One such approach to intralingual translation of Spanglish is to leave vocabulary intact if it could be surmised from the context or if it shares Latinate roots with English, as does Ellen Jones in her translation of “All Green Will Endure Chrónicle” [sic] (Chávez-Silverman, 2014). The result is a somewhat foreignized text from the perspective of the English monolingual reader, but probably not a truly intralingual translation. But, if we take a moment to consider a fairly average US English-speaking reader, we could consider it plausible that many have taken some Spanish classes. If we use this as our threshold, we can expand the lexicon available for intralingual translation to include quite a large vocabulary including many conjunctions, prepositions, frequent nouns and present tense verbs. For example, if we were to look at the syllabus of a first-year Spanish course, we would see that substantial emphasis is placed on building the vocabulary necessary to discuss concrete things and basic actions that the student is likely to encounter on a regular basis. Consequently, it is probable that a student at that level would have been introduced to vocabulary from the following categories:

  • family relationships (madre, mamá, hermano, tío, abuela, etc.),

  • words describing the human condition (hombre, mujer, niño, joven, etc.),

  • jobs (doctor, profesora, abogado, trabajar, etc.),

  • places (escuela, mercado, iglesia, tienda, playa, etc.), and

  • food (cocinar, comer, beber, plátano, arroz, pollo, etc.).

In addition, it is safe to assume that most US English speakers would have encountered Spanish from time to time outside of the classroom setting, be it through visits to Latin American restaurants (piso mojado, baño, cerveza, chile con carne, etc.), or through advertising, television or signage in their local community, especially as American retail chains increasingly post bilingual department signs (caballeros, damas, niños, electrodomésticos, etc.) to cater to the growing Spanish-speaking market. By expanding the Spanglish lexicon used for intralingual translation to include all this vocabulary, it forces the monolingual reader to dig a bit deeper and try a bit harder to understand the text, while not going so far as to require them to rely on a dictionary.

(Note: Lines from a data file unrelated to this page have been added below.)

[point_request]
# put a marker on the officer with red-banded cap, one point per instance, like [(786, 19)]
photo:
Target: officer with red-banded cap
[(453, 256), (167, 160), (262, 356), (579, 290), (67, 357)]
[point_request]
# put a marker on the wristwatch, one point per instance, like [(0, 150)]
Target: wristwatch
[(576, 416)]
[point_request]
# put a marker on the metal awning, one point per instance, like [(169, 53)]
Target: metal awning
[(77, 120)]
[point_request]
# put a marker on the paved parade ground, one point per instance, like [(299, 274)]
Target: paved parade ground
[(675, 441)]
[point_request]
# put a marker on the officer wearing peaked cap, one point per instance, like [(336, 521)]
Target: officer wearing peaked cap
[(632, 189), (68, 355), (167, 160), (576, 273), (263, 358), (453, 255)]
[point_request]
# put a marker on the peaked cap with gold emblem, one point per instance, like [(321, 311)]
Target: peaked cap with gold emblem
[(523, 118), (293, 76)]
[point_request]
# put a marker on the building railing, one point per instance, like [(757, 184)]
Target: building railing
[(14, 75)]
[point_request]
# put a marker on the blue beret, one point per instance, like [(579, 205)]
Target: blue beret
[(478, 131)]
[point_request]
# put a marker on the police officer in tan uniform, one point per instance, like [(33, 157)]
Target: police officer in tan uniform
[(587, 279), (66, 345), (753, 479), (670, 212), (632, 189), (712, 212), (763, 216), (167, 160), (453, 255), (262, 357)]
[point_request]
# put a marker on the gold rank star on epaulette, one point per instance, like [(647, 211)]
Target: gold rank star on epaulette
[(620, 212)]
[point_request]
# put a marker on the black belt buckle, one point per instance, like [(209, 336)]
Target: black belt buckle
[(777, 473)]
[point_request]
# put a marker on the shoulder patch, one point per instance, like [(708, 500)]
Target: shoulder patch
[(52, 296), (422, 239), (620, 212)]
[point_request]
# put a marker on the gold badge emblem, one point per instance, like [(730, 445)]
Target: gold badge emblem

The result is a Spanglish source text that has been translated into a Spanglish target text, but one that can be read by a different public. Unlike non-translation of elements, however, it seems that this type of approach has not been broadly published for English readers—at least for Spanglish intralingual translations—, and I would be surprised to find a trade publisher willing to gamble on this type of a project for a mass market. Still, since very few translations of Spanglish works have been published in English translation at all, this approach could provide some inspiration moving forward.

Conclusion

As writing in minoritized borderland and transnational varieties increases—a trend that seems to be slowly emerging in the larger Hispanic context—it may give rise to increased interest in translation of these varieties. While the focus in this article has been on literature as it is traditionally defined, in both Judeo-Spanish and Spanglish, film adaptations of Spanglish have also been emerging. Such works have proved challenging for translators, who struggle to balance the often-competing demands of rendering the text accessible for a new audience while retaining the culturally-bound language use of the source text.[9] While Judeo-Spanish literary production has been declining since its boom in the 1980’s and 1990’s, Spanglish seems to be continuing to grow. Although it is impossible to predict exactly what challenges will face the translator of these future texts, I would venture that some common issues will include negotiating “hybridity,” orality in translation, and replicating in a different linguistic context resistance to linguistic hegemony that informed an author’s decision to produce in a minoritized variety. As translators grapple with these challenges and as the industry seeks to develop best practices to address these concerns, my hope is that the reflections and tools that I have provided can serve as a starting point to mitigate erasure or assimilation of politically-motivated anti-assimilationist texts.